Life presents us with many challenges, some of which arise through negative circumstance. In particular, it can be quite difficult to remain positive when the social atmosphere is wanting -- e.g. if people around us are behaving in ways that are detrimental or even harmful. And yet those who are able to maintain the right outlook in these circumstances, who are immune to and do not participate in the negative social activity, gain an interesting power over life, as they tend to quickly attract positive conditions. Let me illustrate with a film I watched the other day.

In Dan in Real Life, Dan Burns is a newspaper advice columnist, a widower, and a father of three daughters in the New Jersey suburbs. One day Dan and his children take a trip to the Rhode Island home of his parents for their annual family get together. After they arrive at the large house, situated on a bluff overlooking the bay, Dan takes some time off and goes to a local bookstore. There he meets a woman named Marie who mistakes Dan for an employee. He then proceeds to gather up several books for her, and in the process, hits it off with her. Suddenly love blossoms.

When Dan arrives back at the house, he lets his family know that he has found a potentially very special person. They are thrilled to hear this since it has been three years since he lost his wife. However, a short while later, his brother’s new girl friend arrives on the scene, and it turns out to be none other than Marie! She too was on her way to the family get together when she met Dan at the bookstore.
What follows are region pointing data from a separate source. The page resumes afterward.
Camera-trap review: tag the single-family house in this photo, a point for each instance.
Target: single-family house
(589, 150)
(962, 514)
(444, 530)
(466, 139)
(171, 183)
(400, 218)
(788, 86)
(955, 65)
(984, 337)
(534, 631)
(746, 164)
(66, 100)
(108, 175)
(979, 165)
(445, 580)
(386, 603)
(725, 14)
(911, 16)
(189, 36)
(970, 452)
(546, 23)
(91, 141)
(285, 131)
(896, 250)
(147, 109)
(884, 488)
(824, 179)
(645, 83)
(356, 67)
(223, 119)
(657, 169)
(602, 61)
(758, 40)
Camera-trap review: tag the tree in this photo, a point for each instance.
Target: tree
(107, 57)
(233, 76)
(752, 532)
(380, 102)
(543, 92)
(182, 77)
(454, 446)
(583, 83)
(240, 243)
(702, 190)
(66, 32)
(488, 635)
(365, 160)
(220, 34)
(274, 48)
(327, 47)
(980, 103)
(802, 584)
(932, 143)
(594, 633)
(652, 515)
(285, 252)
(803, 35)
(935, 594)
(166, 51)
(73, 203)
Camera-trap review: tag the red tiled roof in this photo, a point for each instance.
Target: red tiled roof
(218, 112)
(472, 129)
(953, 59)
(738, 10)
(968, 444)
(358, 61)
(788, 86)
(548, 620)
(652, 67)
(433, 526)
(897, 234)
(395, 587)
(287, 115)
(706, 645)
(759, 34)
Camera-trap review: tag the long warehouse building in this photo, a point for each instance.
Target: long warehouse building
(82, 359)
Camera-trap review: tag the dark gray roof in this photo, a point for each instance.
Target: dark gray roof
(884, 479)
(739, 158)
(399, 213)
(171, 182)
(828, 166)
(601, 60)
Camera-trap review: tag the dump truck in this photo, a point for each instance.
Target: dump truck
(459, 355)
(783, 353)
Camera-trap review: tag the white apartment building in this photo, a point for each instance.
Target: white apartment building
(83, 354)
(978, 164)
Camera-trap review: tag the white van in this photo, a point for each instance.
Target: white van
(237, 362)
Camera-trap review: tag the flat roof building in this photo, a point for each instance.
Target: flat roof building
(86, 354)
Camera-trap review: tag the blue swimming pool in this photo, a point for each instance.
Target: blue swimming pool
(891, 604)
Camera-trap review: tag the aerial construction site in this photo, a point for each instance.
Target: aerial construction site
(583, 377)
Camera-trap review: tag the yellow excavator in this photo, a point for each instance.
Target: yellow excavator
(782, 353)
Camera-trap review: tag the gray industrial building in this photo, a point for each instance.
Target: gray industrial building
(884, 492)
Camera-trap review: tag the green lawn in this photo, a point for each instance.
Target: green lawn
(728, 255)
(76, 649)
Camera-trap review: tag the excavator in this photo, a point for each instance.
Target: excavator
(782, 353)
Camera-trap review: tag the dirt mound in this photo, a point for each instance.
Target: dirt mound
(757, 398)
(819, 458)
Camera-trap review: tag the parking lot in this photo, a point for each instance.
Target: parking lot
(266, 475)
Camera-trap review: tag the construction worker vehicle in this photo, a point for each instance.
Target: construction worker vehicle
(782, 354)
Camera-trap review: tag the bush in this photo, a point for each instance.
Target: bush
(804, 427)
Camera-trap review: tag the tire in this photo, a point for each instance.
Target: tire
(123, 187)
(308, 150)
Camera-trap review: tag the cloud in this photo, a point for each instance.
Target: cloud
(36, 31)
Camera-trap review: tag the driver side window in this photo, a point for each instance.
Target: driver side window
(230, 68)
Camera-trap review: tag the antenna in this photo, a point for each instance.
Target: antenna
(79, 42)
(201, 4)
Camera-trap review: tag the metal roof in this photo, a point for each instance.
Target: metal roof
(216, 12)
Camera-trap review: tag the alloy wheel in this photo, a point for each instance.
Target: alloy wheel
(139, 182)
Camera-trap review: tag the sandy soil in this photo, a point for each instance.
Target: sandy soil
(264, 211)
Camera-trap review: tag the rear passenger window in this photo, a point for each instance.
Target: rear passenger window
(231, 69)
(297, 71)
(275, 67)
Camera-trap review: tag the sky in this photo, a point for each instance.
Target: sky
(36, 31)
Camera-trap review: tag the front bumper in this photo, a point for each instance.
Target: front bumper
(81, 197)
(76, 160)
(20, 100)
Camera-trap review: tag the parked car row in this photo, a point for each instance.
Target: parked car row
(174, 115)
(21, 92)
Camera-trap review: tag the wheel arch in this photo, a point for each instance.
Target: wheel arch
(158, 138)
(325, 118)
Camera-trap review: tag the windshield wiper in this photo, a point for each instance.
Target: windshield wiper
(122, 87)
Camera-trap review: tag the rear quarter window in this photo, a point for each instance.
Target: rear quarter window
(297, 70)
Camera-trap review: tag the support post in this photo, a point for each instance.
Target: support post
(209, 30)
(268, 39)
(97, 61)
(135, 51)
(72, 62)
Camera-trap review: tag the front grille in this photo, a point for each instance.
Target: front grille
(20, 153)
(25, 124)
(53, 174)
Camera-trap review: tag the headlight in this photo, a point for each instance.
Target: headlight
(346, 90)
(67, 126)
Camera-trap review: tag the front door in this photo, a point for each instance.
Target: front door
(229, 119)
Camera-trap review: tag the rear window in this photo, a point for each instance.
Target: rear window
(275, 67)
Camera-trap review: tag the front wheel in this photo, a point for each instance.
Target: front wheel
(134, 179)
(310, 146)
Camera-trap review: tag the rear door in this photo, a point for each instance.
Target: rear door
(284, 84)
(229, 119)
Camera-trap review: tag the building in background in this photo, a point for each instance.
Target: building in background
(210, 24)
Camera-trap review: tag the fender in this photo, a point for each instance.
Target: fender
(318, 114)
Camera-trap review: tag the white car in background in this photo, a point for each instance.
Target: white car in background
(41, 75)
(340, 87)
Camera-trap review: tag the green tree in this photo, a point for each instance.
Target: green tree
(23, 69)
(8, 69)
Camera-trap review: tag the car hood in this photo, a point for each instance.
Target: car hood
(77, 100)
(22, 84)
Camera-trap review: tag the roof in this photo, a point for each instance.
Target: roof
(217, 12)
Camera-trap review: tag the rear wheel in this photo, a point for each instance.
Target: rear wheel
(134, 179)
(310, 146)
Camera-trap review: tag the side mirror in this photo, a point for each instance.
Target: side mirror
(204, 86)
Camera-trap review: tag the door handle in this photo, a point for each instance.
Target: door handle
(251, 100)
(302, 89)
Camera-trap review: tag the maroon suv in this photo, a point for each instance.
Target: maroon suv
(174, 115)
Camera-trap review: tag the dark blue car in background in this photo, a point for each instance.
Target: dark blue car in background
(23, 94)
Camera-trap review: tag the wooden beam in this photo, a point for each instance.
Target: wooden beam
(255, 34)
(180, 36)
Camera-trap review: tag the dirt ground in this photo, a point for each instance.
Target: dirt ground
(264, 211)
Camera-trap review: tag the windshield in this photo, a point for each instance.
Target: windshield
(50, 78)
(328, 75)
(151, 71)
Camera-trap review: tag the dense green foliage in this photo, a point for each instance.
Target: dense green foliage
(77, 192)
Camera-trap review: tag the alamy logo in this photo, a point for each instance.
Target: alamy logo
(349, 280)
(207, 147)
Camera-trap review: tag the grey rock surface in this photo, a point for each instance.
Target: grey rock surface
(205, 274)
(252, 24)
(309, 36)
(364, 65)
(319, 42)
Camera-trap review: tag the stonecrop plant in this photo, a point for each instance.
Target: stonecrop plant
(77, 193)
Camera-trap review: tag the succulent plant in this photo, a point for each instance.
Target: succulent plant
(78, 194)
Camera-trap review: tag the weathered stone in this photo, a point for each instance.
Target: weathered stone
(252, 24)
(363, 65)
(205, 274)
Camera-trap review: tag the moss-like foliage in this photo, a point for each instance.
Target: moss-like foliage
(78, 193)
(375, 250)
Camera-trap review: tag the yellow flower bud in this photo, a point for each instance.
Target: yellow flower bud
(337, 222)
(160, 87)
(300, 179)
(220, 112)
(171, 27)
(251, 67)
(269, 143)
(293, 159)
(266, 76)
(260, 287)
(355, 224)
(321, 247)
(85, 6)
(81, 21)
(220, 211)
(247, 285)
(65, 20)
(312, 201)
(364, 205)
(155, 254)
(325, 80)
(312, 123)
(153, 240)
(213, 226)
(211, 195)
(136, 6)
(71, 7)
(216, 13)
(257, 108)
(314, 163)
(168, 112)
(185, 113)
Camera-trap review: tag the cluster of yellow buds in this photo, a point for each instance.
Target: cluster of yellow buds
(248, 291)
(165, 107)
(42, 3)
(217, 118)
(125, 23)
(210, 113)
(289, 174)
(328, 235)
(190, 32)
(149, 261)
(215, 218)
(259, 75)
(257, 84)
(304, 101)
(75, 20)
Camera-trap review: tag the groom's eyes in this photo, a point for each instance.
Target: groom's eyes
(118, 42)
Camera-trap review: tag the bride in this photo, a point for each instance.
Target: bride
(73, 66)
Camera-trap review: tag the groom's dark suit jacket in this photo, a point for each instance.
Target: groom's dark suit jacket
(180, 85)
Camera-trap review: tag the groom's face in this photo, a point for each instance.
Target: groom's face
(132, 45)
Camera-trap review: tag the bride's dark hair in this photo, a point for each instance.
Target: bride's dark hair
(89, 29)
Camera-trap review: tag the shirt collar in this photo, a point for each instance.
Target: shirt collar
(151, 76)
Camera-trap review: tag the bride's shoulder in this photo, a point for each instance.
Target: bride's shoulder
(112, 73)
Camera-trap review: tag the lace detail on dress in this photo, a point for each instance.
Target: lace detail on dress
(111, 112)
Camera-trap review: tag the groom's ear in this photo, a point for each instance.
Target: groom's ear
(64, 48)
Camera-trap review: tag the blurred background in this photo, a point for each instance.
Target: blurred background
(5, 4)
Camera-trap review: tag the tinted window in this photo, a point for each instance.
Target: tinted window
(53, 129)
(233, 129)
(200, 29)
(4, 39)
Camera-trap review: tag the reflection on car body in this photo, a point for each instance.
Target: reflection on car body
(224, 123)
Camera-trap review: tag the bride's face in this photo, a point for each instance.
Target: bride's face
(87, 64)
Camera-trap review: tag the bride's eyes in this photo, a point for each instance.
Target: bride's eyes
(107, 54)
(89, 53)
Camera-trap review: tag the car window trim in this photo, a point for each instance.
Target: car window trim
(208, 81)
There then begins a tense situation in which his brother and Marie are somewhat romantically interacting at the home, even as Dan is now has fallen in love with her. After several days, the situation becomes unbearable for both. Because he appears so miserable, Dan’s mother suggests that he call up a local girl on a blind date and ask her to come to the gathering. When the rest of the group learns that she is coming, they recall that she was a physically unattractive young girl, and so they begin mocking her for being an ugly duckling. At one point, they go as far as to launch into a rollicking, impromptu sing-along in which poke fun of "miss piggy face.” All except Dan, that is.

A few minutes later, so-called “piggy face” arrives at the house, and shockingly turns out to be a beautiful woman. Immediately, Dan and her are physically attracted to one another. As a result, Marie becomes very jealous, which has the further effect of turning the emerging, partial love she felt for Dan into a full-blown blossoming of her emotions. This in turn compels her to truly seek out the relationship with him, once she breaks off with his brother. In the end, Dan and Marie fall deeply love and are blissfully married.

The moral of the story? Because Dan did not give into and participate in the mocking sing-along of his soon to be arriving date “piggy face,” he attracted instead a beautiful woman. Furthermore, her arrival compelled Marie, the woman he loved, to commit to a relationship, which culminated in their marriage. That is the power of remaining positive in a negative situation -- in this case, in the face of social pressure to act falsely. The effect is that this person, the exception in the crowd, is propelled to the heights through complete emotional fulfillment. When we follow our own positive instincts and do not give into the social imperative of the herd, we release positive energies that attract the very best of conditions. In that way, we develop "true individuality," which tends to lure the infinite potentials of life in our direction.